# 11. The sizes of buffers and other stabilizing stocks, relative to their flows Consider a huge bathtub with slow in- and outflows. Now think about a small one with very fast flows. That's the **difference between a lake and a river**. You hear about catastrophic river floods 'much more often than catastrophic lake floods, because stocks that are big, relative to their flows, are more stable than small ones. In chemistry and other fields, a big, stabilizing stock is known as a Buffer.
The **stabilizing power of buffers** is why you keep **money in the bank** rather than living from the flow of change through your pocket. It's why stores hold **inventory** instead of calling for new stock just as customers carry the old stock out the door. It's why we need to maintain more than the minimum breeding population of an endangered species. Soils in the eastern U.S. are more sensitive to acid rain than soils in the west, because they haven't got big buffers of **calcium** to neutralize acid.

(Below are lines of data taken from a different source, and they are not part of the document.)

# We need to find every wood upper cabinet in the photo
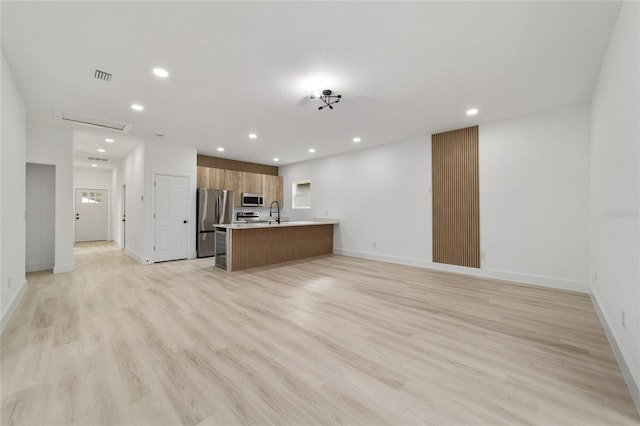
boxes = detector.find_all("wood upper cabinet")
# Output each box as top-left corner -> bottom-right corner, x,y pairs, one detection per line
198,166 -> 282,208
198,166 -> 212,188
262,175 -> 282,209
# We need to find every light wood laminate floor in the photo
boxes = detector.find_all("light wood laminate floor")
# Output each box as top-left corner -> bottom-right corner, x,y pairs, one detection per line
1,243 -> 640,425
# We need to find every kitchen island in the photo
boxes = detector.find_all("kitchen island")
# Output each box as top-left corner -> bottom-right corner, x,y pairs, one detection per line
217,219 -> 339,271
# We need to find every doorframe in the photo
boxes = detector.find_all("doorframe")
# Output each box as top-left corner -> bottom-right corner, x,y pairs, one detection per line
150,171 -> 195,263
73,186 -> 111,244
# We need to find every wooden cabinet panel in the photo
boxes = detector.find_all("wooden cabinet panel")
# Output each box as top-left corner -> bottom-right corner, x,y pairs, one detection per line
262,175 -> 282,209
198,167 -> 211,188
227,225 -> 333,271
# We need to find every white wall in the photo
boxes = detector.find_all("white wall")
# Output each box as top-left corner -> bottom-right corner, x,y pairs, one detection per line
144,141 -> 197,261
479,104 -> 590,291
111,143 -> 145,263
26,164 -> 56,272
0,53 -> 27,330
73,167 -> 113,191
590,2 -> 640,407
26,125 -> 75,273
279,137 -> 431,265
111,141 -> 197,263
280,105 -> 589,292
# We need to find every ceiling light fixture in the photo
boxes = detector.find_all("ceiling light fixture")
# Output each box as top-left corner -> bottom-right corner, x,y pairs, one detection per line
311,89 -> 342,110
153,68 -> 169,78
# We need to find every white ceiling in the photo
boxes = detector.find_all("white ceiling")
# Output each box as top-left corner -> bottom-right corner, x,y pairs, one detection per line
1,1 -> 620,165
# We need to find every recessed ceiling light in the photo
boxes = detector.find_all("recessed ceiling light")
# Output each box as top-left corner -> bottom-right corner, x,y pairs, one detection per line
153,68 -> 169,78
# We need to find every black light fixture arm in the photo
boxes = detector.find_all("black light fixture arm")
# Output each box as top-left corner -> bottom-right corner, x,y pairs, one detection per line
311,89 -> 342,110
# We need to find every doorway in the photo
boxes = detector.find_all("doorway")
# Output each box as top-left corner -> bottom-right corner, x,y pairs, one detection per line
153,175 -> 189,262
25,163 -> 56,272
120,184 -> 127,250
76,189 -> 109,243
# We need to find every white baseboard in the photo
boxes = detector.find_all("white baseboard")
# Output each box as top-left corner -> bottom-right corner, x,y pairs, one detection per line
24,262 -> 53,272
53,263 -> 75,274
591,293 -> 640,413
124,247 -> 147,265
333,248 -> 591,294
0,280 -> 27,334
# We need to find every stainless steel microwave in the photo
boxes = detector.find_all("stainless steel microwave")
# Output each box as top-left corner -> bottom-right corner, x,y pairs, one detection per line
241,192 -> 264,207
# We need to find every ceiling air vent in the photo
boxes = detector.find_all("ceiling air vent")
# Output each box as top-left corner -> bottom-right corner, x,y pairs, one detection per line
56,110 -> 131,133
93,69 -> 113,81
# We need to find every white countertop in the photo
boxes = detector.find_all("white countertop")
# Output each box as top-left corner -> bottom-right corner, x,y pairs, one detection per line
216,218 -> 340,229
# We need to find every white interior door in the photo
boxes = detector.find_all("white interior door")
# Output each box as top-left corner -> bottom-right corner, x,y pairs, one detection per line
154,175 -> 189,262
76,189 -> 109,242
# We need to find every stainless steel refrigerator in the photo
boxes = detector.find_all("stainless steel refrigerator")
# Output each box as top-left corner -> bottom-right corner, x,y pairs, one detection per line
196,188 -> 235,257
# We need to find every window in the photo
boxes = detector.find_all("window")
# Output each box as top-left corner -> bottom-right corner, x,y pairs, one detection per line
291,180 -> 311,209
82,191 -> 102,204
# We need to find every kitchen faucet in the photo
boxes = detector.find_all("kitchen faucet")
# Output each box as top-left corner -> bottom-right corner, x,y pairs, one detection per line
269,201 -> 280,224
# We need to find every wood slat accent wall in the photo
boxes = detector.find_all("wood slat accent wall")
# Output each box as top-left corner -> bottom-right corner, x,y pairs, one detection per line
231,225 -> 333,271
197,154 -> 278,176
431,126 -> 480,268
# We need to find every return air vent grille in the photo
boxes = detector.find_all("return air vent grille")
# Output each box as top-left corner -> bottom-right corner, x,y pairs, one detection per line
93,69 -> 113,81
56,110 -> 132,133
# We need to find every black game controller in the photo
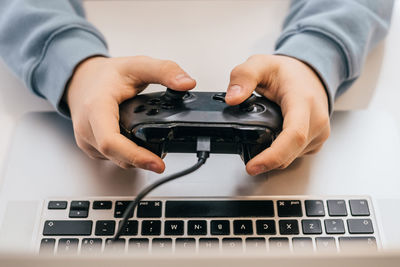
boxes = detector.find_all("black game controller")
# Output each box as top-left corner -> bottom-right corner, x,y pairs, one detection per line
120,89 -> 283,163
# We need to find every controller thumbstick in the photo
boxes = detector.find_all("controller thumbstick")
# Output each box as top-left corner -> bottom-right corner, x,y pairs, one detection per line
164,88 -> 187,102
239,94 -> 257,112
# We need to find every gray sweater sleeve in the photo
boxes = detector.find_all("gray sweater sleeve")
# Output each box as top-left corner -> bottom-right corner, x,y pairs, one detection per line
0,0 -> 108,115
275,0 -> 393,111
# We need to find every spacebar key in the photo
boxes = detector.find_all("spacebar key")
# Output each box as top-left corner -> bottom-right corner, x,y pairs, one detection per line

Often you can stabilize a system by increasing the capacity of a buffer. But if a buffer is **too big, the system becomes inflexible. It reacts too slowly.** And big buffers of some sorts, such as water reservoirs or inventories, **cost a lot to build or maintain**. Businesses invented **just-in-time inventories**, because they figured that vulnerability to occasional fluctuations or screw-ups is cheaper than certain, constant inventory costs--and because small-to-vanishing inventories allow more flexible response to shifting demand. It's quite likely that many businesses making small-inventory decisions in their own rational best interests add up to a **much more unstable economy**.
There's **leverage, sometimes magical, in changing the size of buffers**. But buffers are usually physical entities, **not easy to change**. The acid absorption capacity of eastern soils is not a leverage point for alleviating acid rain damage. The storage capacity of a dam is literally cast in concrete. So I have put buffers at the **less influential end of the list of leverage points**.